‘Whether you’re listening or not, Australia is a nation of white privilege‘, The Conversation, 17 November 2015
The author is a Kamilaroi man who has recently returned from travelling overseas for work. This article received more than 200 comments of varied quality.
It doesn’t take long as an Indigenous Australian returning from overseas to be reminded that we are a nation of white privilege. Examples of such privilege include people being able to experience the following:
- assume that most of the people you or your children study in history classes and textbooks will be of the same race, gender or sexual orientation as you are;
- assume that your failures will not be attributed to your race or gender; and
- not have to think about your race, gender, sexual orientation or disabilities on a daily basis.
The author offers a number of examples, one of the most telling of which is a comparison of flight safety videos for Australian, American and New Zealand airlines. The Australian one shows exclusively white, Anglo-looking staff. This image has clearly resonated overseas.
Everywhere we travel overseas as a family we are asked our ethnicity. Whether in Europe, the US or elsewhere, people are generally shocked to find out we are Indigenous Australians. Why? Because they had no idea black people, let alone Indigenous black people, come from Australia.

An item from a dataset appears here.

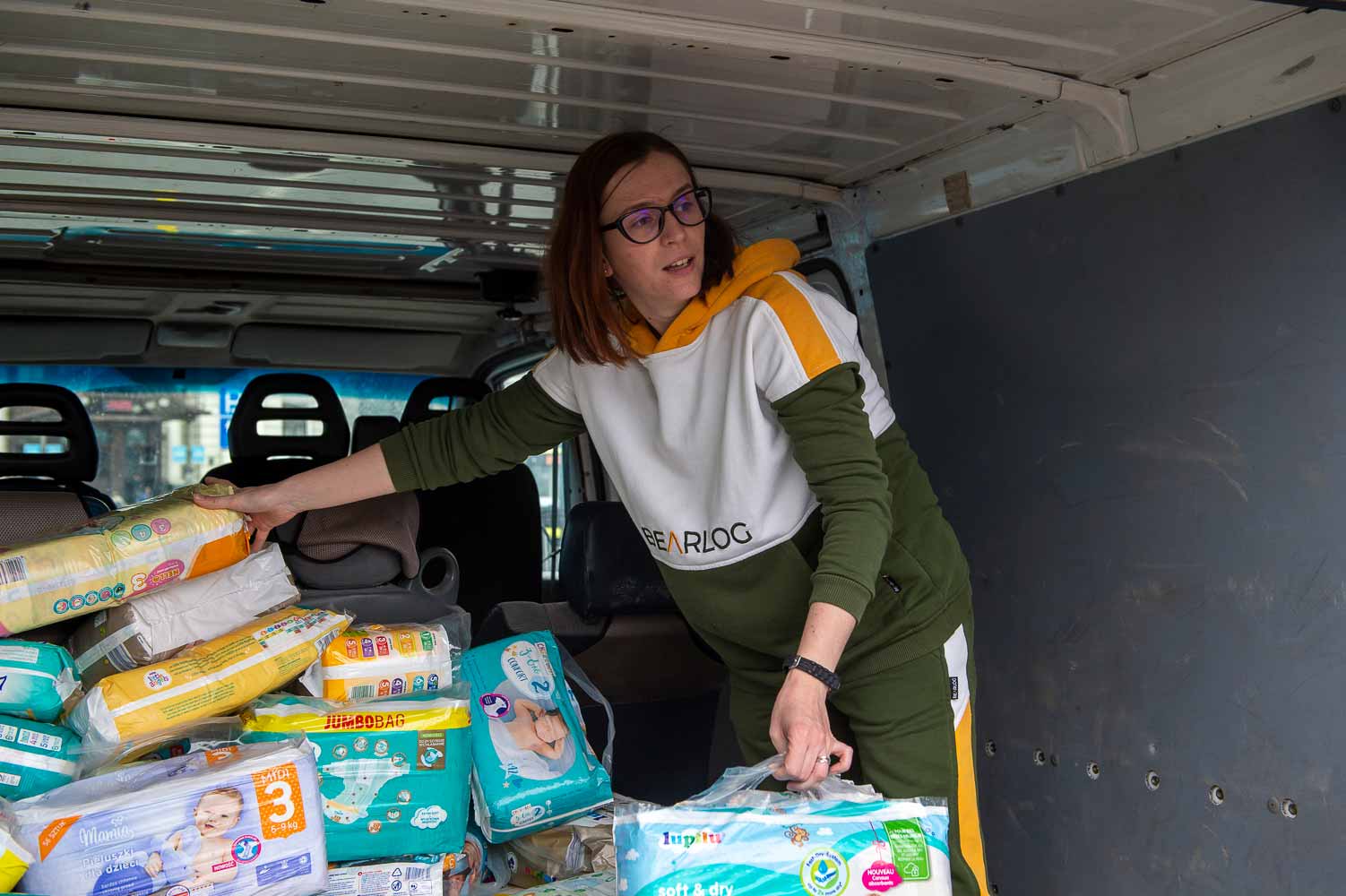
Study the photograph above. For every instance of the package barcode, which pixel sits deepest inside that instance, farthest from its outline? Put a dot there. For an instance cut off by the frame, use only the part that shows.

Australia is known exclusively as a country of white people. Could you imagine thinking of New Zealand without any idea that Māori people existed, or the US without black people or Native Americans?

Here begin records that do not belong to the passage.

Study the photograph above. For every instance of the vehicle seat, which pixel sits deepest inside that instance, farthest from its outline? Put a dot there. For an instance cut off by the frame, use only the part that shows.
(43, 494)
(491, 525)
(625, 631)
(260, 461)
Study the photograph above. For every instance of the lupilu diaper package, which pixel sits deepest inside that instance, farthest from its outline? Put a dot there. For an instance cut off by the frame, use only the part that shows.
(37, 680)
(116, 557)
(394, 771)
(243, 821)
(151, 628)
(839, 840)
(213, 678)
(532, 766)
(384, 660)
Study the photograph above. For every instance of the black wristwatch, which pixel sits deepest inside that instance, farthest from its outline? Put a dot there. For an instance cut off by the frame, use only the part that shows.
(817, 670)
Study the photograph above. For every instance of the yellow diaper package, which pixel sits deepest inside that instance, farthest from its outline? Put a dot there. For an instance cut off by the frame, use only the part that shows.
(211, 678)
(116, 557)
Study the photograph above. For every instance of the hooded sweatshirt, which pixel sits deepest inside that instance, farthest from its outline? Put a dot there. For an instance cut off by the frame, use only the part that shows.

The author concludes with a telling statistic from 2007. Would it be better or worse today?
The greatest demonstration of white privilege is that Australia consistently ranks near the top in the annual United Nations Human Development Index – which measures health, economic well-being and life expectancy.
But if Australia’s Indigenous population were to be ranked separately, it would come 100th out of nearly 200 nations. In other words, Australia is one of the richest Western countries in the world built on an industry of mining from the lands of Aboriginal people who remain living in third-world poverty.